***TL;DR:** We release **Decentralized Arena** that automates and scales “Chatbot Arena” for LLM evaluation across various fine-grained dimensions (e.g., math – algebra, geometry, probability; logical reasoning, social reasoning, biology, chemistry, …). The evaluation is decentralized and democratic, with all LLMs participating in evaluating others. It achieves a 95% correlation with Chatbot Arena's overall rankings, while being fully transparent and reproducible.*
Introducing Decentralized Arena
The community has built, and continues to build, thousands of large language models (LLMs) with increasingly strong reasoning and generation capabilities. As these models are getting widely deployed, benchmarking their performance in diverse application scenarios has been a big challenge. The most popular benchmark to date, [Chatbot Arena](https://lmarena.ai/), ranks LLMs by collecting users’ preferences for the models’ outputs. However, for both targeted industrial production and in-depth scientific understanding, it’s crucial to evaluate LLMs’ capabilities on fine-grained dimensions, such as:
+ Math and, further, specialized branches like algebra, geometry, probability, and calculus.

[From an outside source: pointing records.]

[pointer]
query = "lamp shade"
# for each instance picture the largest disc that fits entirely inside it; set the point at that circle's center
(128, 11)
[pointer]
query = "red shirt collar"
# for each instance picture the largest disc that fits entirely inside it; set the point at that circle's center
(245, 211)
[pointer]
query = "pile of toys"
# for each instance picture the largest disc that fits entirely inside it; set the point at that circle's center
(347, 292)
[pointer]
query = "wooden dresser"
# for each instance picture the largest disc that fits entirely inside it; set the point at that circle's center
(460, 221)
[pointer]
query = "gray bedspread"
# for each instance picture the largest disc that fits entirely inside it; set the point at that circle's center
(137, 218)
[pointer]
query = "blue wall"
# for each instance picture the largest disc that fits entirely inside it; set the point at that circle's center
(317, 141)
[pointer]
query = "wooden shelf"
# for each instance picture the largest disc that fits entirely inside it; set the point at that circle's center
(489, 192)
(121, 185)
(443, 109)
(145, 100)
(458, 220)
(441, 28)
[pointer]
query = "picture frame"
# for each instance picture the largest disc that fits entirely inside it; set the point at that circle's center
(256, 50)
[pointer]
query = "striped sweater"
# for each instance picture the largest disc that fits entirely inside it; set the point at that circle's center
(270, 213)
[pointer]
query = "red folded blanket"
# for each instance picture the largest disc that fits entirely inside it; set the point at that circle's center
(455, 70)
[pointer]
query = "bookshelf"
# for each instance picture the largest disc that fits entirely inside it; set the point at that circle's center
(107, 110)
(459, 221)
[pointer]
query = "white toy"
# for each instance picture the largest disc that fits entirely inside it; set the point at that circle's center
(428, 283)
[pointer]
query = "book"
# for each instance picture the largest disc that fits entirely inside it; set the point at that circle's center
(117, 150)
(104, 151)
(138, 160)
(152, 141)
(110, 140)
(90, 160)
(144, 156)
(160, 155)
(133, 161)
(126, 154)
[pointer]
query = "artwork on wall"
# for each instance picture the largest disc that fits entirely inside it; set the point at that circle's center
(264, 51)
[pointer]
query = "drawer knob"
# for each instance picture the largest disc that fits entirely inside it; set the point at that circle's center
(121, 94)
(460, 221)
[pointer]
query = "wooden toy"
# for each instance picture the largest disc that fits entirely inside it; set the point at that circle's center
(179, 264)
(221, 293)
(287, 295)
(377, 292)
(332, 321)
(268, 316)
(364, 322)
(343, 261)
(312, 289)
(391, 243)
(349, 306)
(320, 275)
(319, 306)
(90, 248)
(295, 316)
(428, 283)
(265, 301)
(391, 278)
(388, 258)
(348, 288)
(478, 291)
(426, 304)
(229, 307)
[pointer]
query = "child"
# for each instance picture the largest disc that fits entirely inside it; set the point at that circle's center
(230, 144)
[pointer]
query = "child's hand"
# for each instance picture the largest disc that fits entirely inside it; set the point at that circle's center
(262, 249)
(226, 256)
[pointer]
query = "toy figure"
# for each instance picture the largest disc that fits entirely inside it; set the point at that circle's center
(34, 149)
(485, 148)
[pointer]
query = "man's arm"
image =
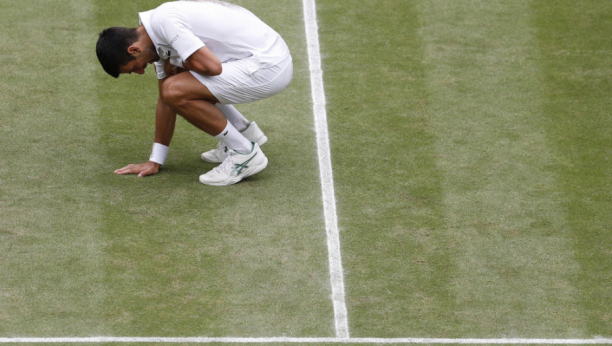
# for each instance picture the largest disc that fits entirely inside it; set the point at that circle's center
(205, 62)
(165, 120)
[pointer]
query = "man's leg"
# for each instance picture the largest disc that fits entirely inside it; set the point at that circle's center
(249, 129)
(191, 99)
(233, 116)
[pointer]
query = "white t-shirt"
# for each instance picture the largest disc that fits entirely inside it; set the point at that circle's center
(180, 28)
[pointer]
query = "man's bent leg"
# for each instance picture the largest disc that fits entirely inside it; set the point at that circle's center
(194, 102)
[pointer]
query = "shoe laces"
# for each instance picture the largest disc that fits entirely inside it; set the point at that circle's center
(227, 161)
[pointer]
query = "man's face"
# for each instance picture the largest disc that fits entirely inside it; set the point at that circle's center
(143, 57)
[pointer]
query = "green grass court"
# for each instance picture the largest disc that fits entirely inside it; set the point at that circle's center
(471, 145)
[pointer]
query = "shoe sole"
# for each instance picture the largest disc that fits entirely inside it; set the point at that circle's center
(233, 180)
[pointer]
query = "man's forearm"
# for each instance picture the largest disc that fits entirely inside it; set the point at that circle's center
(165, 119)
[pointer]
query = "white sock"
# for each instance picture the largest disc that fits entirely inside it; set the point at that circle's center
(233, 116)
(234, 140)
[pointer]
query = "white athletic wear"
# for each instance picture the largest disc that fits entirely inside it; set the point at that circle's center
(180, 28)
(253, 133)
(236, 167)
(241, 82)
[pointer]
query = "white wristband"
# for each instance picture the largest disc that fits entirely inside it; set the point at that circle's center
(178, 62)
(159, 153)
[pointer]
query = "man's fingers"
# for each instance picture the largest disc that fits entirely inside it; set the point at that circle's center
(129, 169)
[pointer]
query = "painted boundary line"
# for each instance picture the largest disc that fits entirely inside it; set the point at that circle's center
(205, 340)
(325, 167)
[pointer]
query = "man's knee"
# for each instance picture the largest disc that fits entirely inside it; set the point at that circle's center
(171, 92)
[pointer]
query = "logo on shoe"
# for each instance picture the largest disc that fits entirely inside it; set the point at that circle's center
(240, 166)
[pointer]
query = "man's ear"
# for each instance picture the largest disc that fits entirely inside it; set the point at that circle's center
(134, 50)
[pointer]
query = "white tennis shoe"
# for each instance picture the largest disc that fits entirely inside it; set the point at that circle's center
(235, 167)
(252, 132)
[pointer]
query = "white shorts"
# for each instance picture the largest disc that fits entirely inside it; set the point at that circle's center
(243, 81)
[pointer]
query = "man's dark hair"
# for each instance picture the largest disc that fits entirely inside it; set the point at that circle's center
(112, 48)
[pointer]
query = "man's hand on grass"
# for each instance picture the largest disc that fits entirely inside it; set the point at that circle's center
(142, 169)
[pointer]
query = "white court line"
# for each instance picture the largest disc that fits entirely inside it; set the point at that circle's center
(205, 340)
(325, 167)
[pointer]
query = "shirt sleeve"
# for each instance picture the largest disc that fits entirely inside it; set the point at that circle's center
(176, 30)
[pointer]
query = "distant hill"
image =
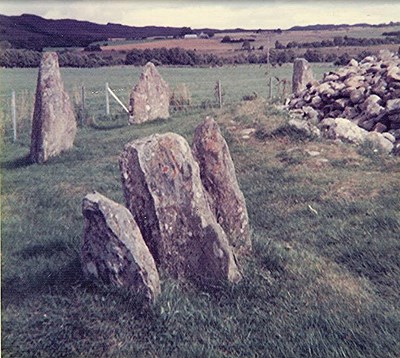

+ Different types of reasoning, like symbolic, analogical, counterfactual, and social reasoning.
+ Coding in different programming languages, like Python, C++, JavaScript, and SQL.
+ Various science domains, like physics, biology, and chemistry.
+ Or any other nuanced problems relevant to your own use cases.
Such large-scale fine-grained (and even customized) evaluation is challenging for Chatbot Arena or similar benchmarks that rely on human crowd-sourcing—**it’s simply impractical to gather enough user votes for 1000+ models (or millions of model pairs) across 1000+ dimensions!** In addition, as the human querying and voting process is noisy and uncontrollable, the evaluation results are largely **irreproducible**.
People have also studied automatic evaluation schemes, typically by selecting one (or a few) “strongest” model (usually GPT-4) as a judge to evaluate all other models. However, the **judge model can be biased**, e.g., by favoring outputs that resemble its own style. Optimizing models based on such evaluations could end up with all models overfitting to GPT-4's biases.
Can we combine the best of both schemes, to achieve more robust and less biased evaluations by leveraging the “wisdom of the crowds” (Chatbot Arena relies on human crowds), while also making the process automatic and scalable for comparing models across numerous dimensions? Here, we release **Decentralized Arena** to this end. [Figure 1](#figure-1) illustrates the main difference between these benchmarking paradigms. The core idea behind Decentralized Arena is to use the **collective intelligence of *all* LLMs** to evaluate and compare themselves. This forms a decentralized, democratic system where all LLMs to be evaluated are also judges to evaluate others (with adaptive weights), leading to fairer rankings compared to relying on a centralized “authority” model as the judge.
Figure 2: Decentralized Arena shows the strongest correlation with Chatbot Arena (Overall)
Key Advantages of Decentralized Arena
Before diving into more technical details, we summarize the **key advantages** of Decentralized Arena below:
+ **Robust, unbiased:** Decentralization avoids bias due to a single or a small committee of judge models, and is less gameable by overfitting the judge models. The more LLMs that participate in the arena, the more robust the evaluation becomes ([Figure 4](#figure-4))! Moreover, Decentralized Arena archives a very high correlation (95%) with Chatbot Arena in the “Overall” dimension on 50+ models ([Figure 2](#figure-2)).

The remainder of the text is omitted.